When new physicians Cynthia Kudji and her daughter Jasmine Kudji checked their emails March 20, Match Day, they didn’t expect to set two records. That morning, the duo had both been placed at Louisiana State University Health to complete their residency training — one of the first times a mother and daughter matched with the same hospital after graduating from medical school at the same time.
“We were so excited,” Jasmine, 26, said. “Our life has never been planned, and you never know what’s going to happen. It was one of the best moments of my life.”
A native of Ghana, Cynthia immigrated to the United States with her family when she was two years old. It was during a family trip back to Ghana where Cynthia, 17 at the time, was inspired to become a doctor. There, she saw how egregious health conditions were when a woman she didn’t know asked her to treat her ill child.
“It jolted me because her only form of health care was a complete stranger,” said Cynthia, 49. “I thought, ‘You know what? What can I possibly do to change that, leave an impact, and make a difference?’”
Her dreams were put on the backburner when she became pregnant with Jasmine as a senior at Tulane University, where she received a B.S. in biology as an undergraduate. Instead, Cynthia attended William Carey University for nursing school and completed her master’s of science in nursing at Loyola University in 2006. She worked as a nurse for nearly a decade before eventually deciding that she still wanted to become a physician.
Witnessing Cynthia constantly putting herself before others led Jasmine to follow in her mother’s footsteps. “Growing up, I saw that being a physician was a position of service, and I really valued that,” Jasmine said. “I could see myself doing that from a young age.” In 2014, Jasmine graduated from Louisiana State University majoring in English while taking pre-med classes.
While Cynthia went to the University of Medicine and Health Sciences in the Caribbean island of St.

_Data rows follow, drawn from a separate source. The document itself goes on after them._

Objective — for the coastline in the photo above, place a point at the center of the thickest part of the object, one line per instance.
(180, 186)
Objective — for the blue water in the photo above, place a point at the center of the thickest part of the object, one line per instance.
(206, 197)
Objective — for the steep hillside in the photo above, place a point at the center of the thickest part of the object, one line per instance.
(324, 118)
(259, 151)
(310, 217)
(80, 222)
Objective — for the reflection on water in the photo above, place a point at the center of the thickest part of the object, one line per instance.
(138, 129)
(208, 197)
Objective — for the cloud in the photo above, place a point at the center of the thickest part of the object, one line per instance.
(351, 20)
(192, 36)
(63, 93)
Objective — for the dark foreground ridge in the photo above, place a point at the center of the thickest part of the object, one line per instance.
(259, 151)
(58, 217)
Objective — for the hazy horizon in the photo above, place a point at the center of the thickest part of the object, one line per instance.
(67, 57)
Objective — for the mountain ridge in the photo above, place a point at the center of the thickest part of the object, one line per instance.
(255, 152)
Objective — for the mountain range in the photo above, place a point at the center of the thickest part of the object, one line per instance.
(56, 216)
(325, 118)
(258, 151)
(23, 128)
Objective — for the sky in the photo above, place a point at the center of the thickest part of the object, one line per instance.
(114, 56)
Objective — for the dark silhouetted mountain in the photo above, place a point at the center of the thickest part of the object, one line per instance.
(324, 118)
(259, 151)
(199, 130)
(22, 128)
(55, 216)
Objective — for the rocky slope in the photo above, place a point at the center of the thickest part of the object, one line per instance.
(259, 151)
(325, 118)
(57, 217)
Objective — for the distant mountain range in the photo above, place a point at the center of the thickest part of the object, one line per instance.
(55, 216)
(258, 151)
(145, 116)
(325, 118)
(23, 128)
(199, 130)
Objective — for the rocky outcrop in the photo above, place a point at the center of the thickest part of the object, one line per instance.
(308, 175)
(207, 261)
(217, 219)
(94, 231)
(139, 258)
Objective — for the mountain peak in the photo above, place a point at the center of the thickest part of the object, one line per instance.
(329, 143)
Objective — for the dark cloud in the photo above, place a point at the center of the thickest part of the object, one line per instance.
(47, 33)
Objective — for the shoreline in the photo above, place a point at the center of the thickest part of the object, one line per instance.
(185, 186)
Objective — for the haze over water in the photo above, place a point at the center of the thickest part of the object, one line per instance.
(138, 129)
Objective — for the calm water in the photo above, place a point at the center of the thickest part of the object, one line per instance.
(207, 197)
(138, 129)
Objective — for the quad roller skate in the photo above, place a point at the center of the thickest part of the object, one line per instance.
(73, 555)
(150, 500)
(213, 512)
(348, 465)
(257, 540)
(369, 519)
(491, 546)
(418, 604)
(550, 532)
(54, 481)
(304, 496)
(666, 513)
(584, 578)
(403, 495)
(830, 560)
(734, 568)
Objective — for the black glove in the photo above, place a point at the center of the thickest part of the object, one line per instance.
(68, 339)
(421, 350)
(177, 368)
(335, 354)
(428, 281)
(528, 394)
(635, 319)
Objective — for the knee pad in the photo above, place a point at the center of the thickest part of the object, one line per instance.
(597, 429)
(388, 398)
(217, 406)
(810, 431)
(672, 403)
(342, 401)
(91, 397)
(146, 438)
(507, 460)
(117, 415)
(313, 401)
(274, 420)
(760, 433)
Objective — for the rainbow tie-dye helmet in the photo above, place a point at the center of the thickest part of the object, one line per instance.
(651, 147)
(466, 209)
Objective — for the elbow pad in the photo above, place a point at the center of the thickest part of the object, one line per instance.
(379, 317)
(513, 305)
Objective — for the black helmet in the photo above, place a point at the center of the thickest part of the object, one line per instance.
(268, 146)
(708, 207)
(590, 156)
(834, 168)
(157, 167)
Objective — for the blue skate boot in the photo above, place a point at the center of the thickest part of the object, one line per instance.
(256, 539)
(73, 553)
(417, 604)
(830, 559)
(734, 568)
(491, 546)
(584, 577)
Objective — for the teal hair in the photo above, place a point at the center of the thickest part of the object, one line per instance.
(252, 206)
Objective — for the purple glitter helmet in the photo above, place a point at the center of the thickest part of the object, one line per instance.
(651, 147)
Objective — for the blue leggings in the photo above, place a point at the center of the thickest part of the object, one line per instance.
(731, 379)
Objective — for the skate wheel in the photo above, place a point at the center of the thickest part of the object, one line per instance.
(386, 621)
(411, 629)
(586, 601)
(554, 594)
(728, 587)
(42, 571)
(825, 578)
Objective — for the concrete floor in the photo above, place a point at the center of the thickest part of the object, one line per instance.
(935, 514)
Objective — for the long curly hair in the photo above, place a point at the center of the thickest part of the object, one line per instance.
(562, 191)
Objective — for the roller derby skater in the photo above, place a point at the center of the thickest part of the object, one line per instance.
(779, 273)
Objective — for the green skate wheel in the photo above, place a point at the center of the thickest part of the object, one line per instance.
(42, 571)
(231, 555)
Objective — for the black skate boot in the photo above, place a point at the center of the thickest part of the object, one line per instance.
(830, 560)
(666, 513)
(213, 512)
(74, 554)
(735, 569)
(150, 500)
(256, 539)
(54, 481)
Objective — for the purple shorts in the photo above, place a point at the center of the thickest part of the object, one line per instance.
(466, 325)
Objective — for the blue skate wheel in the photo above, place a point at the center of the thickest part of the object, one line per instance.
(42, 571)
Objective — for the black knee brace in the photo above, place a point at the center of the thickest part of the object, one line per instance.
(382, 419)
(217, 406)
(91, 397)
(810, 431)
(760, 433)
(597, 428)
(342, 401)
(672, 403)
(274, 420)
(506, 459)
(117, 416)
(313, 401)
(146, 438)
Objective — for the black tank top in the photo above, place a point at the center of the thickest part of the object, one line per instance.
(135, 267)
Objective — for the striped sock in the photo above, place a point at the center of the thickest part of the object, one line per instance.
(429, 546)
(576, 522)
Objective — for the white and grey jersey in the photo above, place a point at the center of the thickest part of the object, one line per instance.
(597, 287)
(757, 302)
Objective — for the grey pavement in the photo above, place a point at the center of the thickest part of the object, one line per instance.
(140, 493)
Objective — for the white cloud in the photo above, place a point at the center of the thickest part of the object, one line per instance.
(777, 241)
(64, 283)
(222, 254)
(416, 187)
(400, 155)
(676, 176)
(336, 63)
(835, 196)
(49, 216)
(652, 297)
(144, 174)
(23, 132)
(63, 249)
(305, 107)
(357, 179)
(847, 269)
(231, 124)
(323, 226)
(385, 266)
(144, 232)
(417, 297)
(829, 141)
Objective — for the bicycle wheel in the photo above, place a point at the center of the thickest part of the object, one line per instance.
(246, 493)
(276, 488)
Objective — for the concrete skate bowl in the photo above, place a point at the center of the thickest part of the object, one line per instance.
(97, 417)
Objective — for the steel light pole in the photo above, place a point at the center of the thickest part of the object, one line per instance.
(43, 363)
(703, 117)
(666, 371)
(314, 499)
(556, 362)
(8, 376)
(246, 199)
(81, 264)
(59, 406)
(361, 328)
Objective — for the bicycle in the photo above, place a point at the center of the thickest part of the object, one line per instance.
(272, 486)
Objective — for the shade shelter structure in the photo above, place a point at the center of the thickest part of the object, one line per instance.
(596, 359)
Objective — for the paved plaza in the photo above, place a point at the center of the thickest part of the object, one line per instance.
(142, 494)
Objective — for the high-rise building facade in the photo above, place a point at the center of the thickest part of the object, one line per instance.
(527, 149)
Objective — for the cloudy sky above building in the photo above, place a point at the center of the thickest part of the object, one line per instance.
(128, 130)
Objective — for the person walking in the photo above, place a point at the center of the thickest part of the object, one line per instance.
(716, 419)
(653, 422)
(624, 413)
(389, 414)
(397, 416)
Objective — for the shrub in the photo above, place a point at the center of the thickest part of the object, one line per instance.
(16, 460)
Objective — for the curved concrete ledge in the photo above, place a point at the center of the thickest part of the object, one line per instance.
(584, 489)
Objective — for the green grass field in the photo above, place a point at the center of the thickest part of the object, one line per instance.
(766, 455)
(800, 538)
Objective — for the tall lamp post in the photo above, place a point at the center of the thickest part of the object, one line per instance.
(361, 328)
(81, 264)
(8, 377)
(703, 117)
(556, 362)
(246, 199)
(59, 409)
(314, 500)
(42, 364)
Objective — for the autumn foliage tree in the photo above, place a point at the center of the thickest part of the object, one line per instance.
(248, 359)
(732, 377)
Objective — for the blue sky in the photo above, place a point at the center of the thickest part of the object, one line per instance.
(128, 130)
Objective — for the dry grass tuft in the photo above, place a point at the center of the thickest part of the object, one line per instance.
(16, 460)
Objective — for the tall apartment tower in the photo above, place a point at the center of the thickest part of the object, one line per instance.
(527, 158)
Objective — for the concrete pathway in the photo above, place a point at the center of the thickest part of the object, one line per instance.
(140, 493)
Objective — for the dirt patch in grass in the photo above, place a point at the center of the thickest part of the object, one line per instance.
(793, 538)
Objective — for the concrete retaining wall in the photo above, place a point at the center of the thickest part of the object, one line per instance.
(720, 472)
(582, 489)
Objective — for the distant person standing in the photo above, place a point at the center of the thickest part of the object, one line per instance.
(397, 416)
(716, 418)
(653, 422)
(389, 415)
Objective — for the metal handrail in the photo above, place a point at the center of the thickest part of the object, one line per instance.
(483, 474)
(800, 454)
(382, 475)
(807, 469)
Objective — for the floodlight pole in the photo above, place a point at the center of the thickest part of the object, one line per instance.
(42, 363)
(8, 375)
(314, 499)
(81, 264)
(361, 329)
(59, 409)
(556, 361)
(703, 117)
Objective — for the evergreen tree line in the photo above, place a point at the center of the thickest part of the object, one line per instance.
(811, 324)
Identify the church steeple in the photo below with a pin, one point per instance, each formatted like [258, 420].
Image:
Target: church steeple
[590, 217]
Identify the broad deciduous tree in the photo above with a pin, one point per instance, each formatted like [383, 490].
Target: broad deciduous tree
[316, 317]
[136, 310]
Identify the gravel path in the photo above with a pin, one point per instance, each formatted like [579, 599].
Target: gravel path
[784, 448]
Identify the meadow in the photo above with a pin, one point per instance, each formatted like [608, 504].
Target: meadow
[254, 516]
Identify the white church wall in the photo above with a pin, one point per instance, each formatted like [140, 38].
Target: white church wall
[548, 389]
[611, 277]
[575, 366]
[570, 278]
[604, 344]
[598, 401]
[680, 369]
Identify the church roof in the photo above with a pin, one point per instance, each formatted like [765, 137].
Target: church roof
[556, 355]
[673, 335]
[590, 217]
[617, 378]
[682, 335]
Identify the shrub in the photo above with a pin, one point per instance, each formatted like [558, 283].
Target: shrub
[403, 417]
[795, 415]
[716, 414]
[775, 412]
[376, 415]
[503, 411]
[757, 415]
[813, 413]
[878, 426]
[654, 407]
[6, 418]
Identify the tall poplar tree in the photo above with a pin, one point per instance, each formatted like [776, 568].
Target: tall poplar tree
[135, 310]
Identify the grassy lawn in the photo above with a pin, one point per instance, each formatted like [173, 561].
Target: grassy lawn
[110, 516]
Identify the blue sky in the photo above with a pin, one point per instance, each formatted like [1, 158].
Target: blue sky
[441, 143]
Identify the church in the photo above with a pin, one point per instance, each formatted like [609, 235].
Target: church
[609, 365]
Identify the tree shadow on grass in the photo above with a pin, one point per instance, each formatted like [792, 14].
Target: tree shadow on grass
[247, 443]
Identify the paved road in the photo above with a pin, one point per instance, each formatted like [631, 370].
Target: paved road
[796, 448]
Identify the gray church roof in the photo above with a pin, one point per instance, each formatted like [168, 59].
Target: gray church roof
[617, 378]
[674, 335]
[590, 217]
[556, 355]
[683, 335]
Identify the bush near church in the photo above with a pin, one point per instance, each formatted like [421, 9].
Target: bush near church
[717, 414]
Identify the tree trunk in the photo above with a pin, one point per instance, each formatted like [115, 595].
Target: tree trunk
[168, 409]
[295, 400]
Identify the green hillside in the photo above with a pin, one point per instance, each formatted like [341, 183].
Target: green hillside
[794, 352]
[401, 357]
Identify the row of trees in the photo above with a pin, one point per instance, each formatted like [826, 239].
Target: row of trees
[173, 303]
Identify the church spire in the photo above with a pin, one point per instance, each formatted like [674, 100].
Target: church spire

Kitts, her daughter attended Louisiana State University School of Medicine in New Orleans.
Being apart was difficult at first for both of them.
“We really are each other’s best friends and we constantly rely on each other,” Jasmine said. “Medical school is not set up to work by yourself.”
Their mother-daughter bond was only strengthened while simultaneously attending different medical schools — whether it was staying up late together studying for a test over Skype, calling each other with questions about a patient’s diagnosis, or crying about the compounding stress of the program.
Now, moving forward, they’re excited to be reunited for their residency programs at Louisiana State University Health — Cynthia is planning to train in family medicine while Jasmine will pursue general surgery.
The coronavirus pandemic is a reminder for Cynthia and Jasmine of why they wanted to become doctors in the first place. “This is a time when physicians can be leaders, show that we contribute, we make a difference in people’s lives. This is where we get the opportunity to serve,” Cynthia said.
“I’m glad I’ll get to do something that people need now more than ever with my daughter.”